イイコ(子)ニ

中日春秋 6/14

ヒョウと「ある動物」が喧嘩(けんか)になった。それを見ていた女の子が仲裁に入るが、ヒョウに食べられてしまう。嘆き悲しんだのは「ある動物」。黒い喪章を着けて女の子の冥福を祈ったが、どうしても涙が止まらない。

あふれる涙をぬぐっているうちに喪章の色が溶け出し、その体の一部が黒く染まった。中国の四川省に残る伝説だそうだ。「ある動物」とはジャイアントパンダである。なるほど目の周りが特に黒い。

あの黒が悲しみの涙のせいだとすれば、喜びで黒色が薄くなるのかしらん。そうおどけたくなるおめでたである。東京・上野動物園のパンダのシンシンが十二日、赤ちゃんを無事に出産した。赤ちゃんを口で軽くくわえたシンシンの写真。こちらに「見て見て」と言っているようである。

母子とも健康と聞き、ほっとするが、難しいパンダの育児である。シンシンにも飼育員にも、しばらくは気の休まらぬ日々が続く。前回の赤ちゃんは出産から六日後に死んでいる。

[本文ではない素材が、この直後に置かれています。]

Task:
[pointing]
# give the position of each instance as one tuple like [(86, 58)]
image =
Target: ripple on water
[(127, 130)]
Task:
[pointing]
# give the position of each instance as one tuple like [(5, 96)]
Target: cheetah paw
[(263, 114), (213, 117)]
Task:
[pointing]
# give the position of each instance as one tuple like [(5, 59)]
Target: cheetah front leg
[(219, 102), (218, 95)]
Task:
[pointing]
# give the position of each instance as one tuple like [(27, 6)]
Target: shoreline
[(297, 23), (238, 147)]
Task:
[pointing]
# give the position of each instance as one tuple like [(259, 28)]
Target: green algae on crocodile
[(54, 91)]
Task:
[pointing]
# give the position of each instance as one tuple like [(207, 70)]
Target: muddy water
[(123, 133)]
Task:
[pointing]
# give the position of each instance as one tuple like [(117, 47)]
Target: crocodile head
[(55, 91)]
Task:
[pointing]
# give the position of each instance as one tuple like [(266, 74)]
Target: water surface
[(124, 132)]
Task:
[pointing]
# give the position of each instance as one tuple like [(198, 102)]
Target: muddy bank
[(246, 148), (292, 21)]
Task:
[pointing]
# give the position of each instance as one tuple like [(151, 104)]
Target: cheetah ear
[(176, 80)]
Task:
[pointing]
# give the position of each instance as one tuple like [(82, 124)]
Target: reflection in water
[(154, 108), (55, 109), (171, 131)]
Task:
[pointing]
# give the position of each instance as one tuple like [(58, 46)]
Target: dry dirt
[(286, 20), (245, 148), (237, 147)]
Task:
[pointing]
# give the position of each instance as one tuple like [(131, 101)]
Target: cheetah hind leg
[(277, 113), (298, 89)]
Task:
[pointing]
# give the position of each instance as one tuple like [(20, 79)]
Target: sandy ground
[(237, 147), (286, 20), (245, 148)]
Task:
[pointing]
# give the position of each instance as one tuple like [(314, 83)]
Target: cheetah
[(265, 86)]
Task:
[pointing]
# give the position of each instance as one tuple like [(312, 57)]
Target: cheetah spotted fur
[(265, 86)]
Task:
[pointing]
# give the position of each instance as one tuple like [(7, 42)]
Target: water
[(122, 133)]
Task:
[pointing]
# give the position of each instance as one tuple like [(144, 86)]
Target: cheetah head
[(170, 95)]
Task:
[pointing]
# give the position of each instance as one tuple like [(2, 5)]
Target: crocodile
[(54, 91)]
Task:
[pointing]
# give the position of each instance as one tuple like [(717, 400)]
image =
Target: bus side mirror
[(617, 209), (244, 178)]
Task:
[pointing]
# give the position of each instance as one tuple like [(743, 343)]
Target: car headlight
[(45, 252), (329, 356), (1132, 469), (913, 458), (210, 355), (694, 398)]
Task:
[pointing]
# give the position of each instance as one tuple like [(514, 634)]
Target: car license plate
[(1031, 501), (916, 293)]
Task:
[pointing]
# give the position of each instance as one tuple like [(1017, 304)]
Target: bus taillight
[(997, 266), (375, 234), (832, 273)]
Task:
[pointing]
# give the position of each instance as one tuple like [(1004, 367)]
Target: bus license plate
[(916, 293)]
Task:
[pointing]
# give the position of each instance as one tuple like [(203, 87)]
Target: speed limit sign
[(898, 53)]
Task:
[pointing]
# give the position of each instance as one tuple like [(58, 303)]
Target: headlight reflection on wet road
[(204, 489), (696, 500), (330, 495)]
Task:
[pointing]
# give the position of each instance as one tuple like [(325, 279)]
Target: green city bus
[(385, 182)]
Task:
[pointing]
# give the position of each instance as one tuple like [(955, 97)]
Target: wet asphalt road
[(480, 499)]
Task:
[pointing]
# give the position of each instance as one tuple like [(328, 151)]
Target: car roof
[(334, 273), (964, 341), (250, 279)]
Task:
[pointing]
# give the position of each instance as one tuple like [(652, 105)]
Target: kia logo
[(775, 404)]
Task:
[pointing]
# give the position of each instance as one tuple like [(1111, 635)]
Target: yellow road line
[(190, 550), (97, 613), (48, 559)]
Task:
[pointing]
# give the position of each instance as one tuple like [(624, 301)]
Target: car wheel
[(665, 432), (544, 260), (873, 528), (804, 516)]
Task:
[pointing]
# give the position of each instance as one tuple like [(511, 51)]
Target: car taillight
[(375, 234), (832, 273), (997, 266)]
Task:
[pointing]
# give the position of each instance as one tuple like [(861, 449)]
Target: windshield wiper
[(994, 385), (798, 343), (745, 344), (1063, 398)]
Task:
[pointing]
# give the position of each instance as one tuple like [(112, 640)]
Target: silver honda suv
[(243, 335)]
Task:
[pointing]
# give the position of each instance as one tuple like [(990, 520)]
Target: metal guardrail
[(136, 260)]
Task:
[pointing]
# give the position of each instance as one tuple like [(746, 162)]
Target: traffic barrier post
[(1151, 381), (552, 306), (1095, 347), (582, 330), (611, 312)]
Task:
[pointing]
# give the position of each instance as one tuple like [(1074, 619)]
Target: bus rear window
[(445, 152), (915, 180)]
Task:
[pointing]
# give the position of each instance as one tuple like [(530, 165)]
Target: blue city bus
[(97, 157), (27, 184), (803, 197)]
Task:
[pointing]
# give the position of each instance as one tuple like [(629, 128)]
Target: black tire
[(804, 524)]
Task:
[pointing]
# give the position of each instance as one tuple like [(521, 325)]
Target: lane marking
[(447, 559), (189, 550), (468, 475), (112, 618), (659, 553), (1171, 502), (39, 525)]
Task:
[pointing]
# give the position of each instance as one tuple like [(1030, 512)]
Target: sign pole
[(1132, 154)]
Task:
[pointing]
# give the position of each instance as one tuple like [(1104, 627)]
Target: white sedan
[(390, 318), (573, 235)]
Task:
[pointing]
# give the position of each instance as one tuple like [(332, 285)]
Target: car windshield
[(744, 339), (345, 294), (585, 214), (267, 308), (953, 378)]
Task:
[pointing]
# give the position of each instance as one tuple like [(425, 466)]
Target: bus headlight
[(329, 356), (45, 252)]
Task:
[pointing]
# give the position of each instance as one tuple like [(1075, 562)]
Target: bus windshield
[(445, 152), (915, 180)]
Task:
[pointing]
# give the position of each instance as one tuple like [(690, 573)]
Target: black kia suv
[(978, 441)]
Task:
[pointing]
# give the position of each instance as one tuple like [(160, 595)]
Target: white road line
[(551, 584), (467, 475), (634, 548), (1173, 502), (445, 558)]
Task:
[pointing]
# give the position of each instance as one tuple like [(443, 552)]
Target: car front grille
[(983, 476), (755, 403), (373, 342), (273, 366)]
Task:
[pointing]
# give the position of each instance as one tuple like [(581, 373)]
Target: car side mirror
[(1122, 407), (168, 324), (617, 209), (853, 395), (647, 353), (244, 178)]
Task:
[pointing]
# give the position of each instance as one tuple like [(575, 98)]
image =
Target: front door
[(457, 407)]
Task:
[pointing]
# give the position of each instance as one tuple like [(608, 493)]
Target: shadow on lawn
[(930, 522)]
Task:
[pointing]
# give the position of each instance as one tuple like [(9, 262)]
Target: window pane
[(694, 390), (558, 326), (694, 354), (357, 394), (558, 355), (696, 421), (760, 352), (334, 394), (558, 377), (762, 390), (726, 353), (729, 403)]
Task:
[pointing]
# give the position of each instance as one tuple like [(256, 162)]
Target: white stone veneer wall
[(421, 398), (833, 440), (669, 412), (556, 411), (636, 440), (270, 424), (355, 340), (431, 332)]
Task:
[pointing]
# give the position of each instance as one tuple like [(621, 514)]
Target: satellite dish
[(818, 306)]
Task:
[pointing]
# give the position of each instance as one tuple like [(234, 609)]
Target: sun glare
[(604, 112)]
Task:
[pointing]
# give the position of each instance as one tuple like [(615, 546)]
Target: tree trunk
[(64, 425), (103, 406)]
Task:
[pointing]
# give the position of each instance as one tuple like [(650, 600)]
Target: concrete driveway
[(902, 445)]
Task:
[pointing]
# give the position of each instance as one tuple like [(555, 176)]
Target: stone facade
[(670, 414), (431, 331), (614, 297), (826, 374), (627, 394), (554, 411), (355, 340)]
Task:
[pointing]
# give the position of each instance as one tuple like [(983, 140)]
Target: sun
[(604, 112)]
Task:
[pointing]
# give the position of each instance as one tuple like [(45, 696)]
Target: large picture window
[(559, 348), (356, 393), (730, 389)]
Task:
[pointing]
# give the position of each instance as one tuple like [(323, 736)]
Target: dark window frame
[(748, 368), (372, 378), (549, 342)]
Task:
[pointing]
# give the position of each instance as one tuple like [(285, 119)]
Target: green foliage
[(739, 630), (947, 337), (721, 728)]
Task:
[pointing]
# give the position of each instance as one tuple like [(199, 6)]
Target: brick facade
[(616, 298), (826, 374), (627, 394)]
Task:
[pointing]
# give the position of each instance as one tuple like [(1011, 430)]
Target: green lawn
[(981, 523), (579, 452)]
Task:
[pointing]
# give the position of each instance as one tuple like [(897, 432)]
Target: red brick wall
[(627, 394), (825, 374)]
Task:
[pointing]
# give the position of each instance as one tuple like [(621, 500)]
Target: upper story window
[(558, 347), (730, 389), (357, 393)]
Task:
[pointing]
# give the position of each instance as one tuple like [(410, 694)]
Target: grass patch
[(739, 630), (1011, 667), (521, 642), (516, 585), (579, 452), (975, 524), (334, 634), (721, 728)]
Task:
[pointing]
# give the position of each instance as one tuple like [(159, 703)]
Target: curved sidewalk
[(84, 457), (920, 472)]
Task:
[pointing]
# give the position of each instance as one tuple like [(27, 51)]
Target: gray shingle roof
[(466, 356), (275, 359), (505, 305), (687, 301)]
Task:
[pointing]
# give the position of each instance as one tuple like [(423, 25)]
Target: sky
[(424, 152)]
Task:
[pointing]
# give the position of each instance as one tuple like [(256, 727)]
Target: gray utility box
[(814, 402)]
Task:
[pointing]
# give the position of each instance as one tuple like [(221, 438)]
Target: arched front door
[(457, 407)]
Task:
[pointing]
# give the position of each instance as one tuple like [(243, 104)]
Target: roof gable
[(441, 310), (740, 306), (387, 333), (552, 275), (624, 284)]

当時、シンシンが育児に不熱心だったかのような噂(うわさ)もあったが、出産後のシンシンは疲労と緊張で二、三日、飲まず食わずだった上、ほとんど寝ていなかったと聞く。それでも赤ちゃんが声を上げれば、抱き上げていた母親パンダを思えば、どうか今度こそはと祈るばかりである。

出産時刻は午前十一時五十二分。「イイコ(子)ニ」。そうつぶやく。